Motivation, however, we coaches know, is only temporary. What it boils down to is determination, and having someone join you in the difficult jou
ey is often the key to success. In the movie, we watch them working together for hours and hours and he encourages her when she becomes negative, tired, or both. What a coach!
Raymond Asso also noticed the natural beauty of her hands, and taught her how to use them when she sang. If you watch the video of “Hymne a L’Amour” ( http://www.youtube.com/watch?v=NjR5xFZxZK8 ) you will see the incredible quality this brings to her performances. Her coach also wrote “Mon Legionnaire,” the song said to have made her a star.
Essentially what her coach did was develop the raw talent, so the lump of coal could become a diamond, true to its nature, but refined and polished. Edith Piaf said she learned everything from her coach about how to sing and perform.
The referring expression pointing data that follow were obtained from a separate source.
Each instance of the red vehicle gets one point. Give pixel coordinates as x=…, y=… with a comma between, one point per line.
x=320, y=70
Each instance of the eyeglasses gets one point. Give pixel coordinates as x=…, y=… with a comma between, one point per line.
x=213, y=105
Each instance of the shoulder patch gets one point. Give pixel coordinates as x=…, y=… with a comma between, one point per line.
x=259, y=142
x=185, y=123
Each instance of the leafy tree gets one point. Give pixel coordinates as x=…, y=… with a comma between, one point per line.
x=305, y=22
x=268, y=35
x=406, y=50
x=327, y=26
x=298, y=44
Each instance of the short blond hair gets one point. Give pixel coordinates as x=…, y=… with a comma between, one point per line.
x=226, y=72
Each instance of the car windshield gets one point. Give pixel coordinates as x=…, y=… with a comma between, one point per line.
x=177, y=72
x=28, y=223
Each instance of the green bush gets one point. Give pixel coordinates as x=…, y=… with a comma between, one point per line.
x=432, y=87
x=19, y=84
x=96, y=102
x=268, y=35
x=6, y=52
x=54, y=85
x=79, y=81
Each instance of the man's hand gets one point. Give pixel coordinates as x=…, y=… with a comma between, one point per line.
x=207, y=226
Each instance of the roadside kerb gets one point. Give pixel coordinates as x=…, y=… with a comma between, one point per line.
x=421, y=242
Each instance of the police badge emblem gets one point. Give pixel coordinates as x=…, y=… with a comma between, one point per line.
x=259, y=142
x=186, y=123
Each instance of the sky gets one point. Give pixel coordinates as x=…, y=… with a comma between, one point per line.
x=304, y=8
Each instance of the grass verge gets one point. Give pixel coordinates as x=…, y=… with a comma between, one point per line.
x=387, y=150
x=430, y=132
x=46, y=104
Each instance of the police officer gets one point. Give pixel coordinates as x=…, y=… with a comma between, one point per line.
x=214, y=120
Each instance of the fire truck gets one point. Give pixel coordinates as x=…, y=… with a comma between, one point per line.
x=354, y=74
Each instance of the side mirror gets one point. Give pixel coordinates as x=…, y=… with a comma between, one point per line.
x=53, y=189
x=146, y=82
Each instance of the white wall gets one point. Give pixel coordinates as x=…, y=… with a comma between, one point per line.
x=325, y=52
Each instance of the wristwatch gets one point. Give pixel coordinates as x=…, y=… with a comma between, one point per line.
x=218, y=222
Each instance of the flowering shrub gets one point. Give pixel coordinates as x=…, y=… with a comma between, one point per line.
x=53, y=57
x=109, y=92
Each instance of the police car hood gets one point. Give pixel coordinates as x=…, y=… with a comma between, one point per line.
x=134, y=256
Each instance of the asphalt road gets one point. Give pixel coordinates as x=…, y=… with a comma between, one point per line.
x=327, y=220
Other life events intruded, one more painful than the next. The movie makes it clear that what kept Edith Piaf going was being able to sing on stage, before an audience. “Life without singing did not interest me,” she said. The voice and natural talent were given to her, but it is entirely likely that without the expert guidance and support of her coach, she would have remained singing “in the gutter,” without the audience she desired, and none of us would have had the opportunity to hear this truly unique singer.
Hymne a L’Amour, by the way, was voted the No. 4 most beautiful French song ever written. It is about Marcel Cerdon, the boxer, who was the great love of Edith Piaf's life. She recorded it early in 1949, and Marcel Cerdon died in a plane crash in October of that year. While the song defies literal translation, the cover in the US is called “If You Love Me (Really Love Me), and the last line is “God reunites those who love each other.”